作者:林木儿
当然了,这不是正常的途径!
桐桐就说:“正常的途径是,你本来该好好的跟我爸商量,怎么能扩大这件事的影响力,叫当地快速的破案!比如,投资商的岳父被人打了!当地的治安何其堪忧。
当地有了压力,就会破案!那些打人的才十八九岁,只要逮住一个,就能拉出一串!他们的家里为了减轻孩子的罪过,一定会赔偿的!你算算,一家赔偿两万,七八个人,这是多少钱?
而后厂子给上两万的慰问金,我爸再贴上一些,二十万是不是就拿到手了?我这一套房子才十一万,有二十万在这大学城买个小铺子,开个烟酒店,养活不了一家子?就算是不做生意,这房租不顶你爸一个月的工资?”
正有正的处置法子,歪有歪的处置法子!正是要讲道理,歪是不讲道理!要讲道理就好好讲道理办事,不讲道理那你就彻底不讲道理的办事,可你把事办的是只讲你的道理,这能成么?
何蕊气更虚了:“我……我当时就气你爸说,我赖着非叫他养我们一家子!天地良心,我没想叫他出钱!谁知道说着说着就吵起来了,他那脾气你知道……话就好好说不了了。”
桐桐:“……”因为你爸的事,他没回去给亲老子过寿,他爸中风了,心里正不是滋味呢!你再这么一弄,他可不就烦了吗?
但你给我说这个,我也不能替你剖白去!你们的事你们自己处理,当然了,他也是活该!他娶回来的这个本就是一点社会磨砺都没有的小姑娘,二十二三岁,看看刚毕业的大学生就知道,对社会的认知接近于零。

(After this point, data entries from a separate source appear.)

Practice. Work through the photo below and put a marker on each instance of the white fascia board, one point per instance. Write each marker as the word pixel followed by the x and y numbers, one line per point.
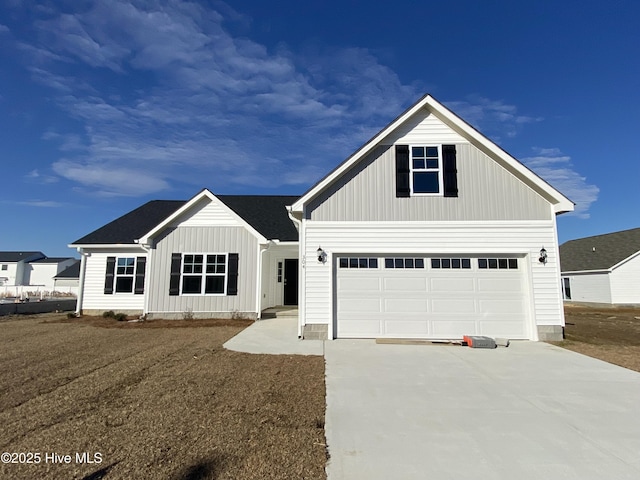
pixel 205 193
pixel 105 246
pixel 560 203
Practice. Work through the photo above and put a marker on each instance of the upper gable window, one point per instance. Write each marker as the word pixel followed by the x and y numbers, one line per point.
pixel 426 170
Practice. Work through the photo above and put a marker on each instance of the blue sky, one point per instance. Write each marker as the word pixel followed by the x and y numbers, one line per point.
pixel 106 105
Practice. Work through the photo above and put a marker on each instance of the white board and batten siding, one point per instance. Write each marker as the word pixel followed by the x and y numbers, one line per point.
pixel 201 239
pixel 94 297
pixel 487 191
pixel 434 239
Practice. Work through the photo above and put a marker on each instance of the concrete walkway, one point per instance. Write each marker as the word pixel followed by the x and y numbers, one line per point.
pixel 275 336
pixel 530 411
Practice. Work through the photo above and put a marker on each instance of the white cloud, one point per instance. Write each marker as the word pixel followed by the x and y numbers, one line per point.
pixel 558 170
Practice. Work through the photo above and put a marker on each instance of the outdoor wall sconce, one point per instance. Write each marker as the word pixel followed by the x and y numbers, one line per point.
pixel 543 256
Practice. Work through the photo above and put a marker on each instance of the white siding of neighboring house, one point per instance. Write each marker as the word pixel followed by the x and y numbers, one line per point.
pixel 431 239
pixel 9 275
pixel 94 298
pixel 625 281
pixel 590 287
pixel 272 290
pixel 41 273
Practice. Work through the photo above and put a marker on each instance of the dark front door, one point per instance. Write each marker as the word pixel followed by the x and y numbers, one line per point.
pixel 290 281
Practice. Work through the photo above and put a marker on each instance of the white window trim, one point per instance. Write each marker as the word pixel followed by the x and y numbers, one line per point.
pixel 116 275
pixel 440 172
pixel 204 274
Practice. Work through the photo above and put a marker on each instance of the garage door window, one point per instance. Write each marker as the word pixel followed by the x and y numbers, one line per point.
pixel 451 263
pixel 358 262
pixel 498 263
pixel 404 263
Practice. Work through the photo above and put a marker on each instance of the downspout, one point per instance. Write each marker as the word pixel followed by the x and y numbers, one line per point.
pixel 147 248
pixel 301 266
pixel 83 269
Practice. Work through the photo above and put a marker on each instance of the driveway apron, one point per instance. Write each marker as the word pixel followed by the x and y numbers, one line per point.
pixel 529 411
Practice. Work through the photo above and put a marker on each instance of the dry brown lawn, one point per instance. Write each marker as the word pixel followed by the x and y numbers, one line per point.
pixel 155 400
pixel 610 334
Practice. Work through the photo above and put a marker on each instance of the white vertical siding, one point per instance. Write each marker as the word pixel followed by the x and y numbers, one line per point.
pixel 590 287
pixel 486 191
pixel 94 297
pixel 625 282
pixel 435 238
pixel 205 240
pixel 207 213
pixel 423 127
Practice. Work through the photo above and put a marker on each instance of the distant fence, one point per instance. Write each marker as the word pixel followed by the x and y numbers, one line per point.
pixel 45 306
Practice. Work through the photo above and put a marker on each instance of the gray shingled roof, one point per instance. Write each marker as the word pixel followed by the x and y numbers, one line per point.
pixel 266 213
pixel 19 256
pixel 599 252
pixel 72 271
pixel 133 225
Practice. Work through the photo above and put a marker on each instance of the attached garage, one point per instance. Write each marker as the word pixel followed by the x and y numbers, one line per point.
pixel 438 297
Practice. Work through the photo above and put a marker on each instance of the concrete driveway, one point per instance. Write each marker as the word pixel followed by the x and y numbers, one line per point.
pixel 530 411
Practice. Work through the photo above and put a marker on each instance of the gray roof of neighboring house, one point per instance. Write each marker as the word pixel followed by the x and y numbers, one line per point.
pixel 266 213
pixel 19 256
pixel 600 252
pixel 51 260
pixel 72 271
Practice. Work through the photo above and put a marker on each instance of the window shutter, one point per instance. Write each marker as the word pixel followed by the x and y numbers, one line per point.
pixel 109 277
pixel 232 281
pixel 402 171
pixel 174 279
pixel 141 263
pixel 450 172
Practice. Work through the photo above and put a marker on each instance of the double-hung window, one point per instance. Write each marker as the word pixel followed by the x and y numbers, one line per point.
pixel 204 274
pixel 125 274
pixel 426 170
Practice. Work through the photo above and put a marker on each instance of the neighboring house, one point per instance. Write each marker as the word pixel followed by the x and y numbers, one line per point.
pixel 429 230
pixel 603 268
pixel 68 279
pixel 14 267
pixel 40 273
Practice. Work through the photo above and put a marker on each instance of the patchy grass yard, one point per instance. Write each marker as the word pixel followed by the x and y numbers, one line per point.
pixel 610 334
pixel 155 401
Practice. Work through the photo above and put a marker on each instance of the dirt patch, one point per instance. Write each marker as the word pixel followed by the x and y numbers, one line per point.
pixel 155 400
pixel 610 334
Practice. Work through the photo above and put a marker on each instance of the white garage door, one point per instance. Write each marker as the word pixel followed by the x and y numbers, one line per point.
pixel 431 297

然后彼此沉默,相对无话!鉴于跟你处的不错,所以,我把能说的都说了,你俩要是不能复婚,咱俩也就桥归桥路归路了,实在没有再有交集的必要。
何蕊起身离开,桐桐看着她出门,五分钟以后四爷才重新过来。
两人准备出门了,四爷问说:“离彻底了?”
“东西还在家里放着呢!”哪里就彻底了?
骑车出门,进校园,便是有旁听证,去借阅人家的图书馆资料也是要拿身份证的!
这图书馆是新盖的,里面还挺大的。
桐桐还问说:“你要做得那个……跟建筑有多大的关系?”
四爷站在资料库前:“你知道白清学的小语种,为什么能分到大型的建筑集团?”
桐桐:“……”那个年代,什么外语都紧俏!一般的企业单位想用外语人才都是从别的单位借的!
小语种虽然小众,但是学的人也少,这样的人才很紧俏的,全职在企业中任职确实是不太常见。
四爷的手在书架上来回摆弄,然后抽出一本很老的书,叫做《智慧建造与设计》,然后拿给桐桐看:瞧!
桐桐扫了一眼,上面有‘白栋梁著’的字样。
她眉头一挑:“这白栋梁是?”
四爷翻开扉页,有作者的简介。他把书递给桐桐,然后继续找其他的,“这个人是建大的教授,已经退休了!他还是白清的父亲……”
桐桐翻了翻书,问四爷说:“他在建筑业内有名声,有关系,把女儿安排到这个单位……其实小语种吃香程度,留在大学教书,不是比去企业更好么?”一样在他的庇护之下!
至于说待遇……企业比高校强,那得看什么专业!外语吃香的年代,外面的活多了,这类专业的老师过的一点也不艰难,管束还相对较松。
桐桐就明白四爷要说什么了:“不合理的安排,这就意味着白清很可能学历造假,或是在学校受过严重的处分,以至于影响分配!便是急需人才的单位也没要她。”
四爷点头,就是这个道理,“前天,小姑过来的时候随口提了一句,她听刘寒说,尹明补习斯瓦西里语,费用不菲。”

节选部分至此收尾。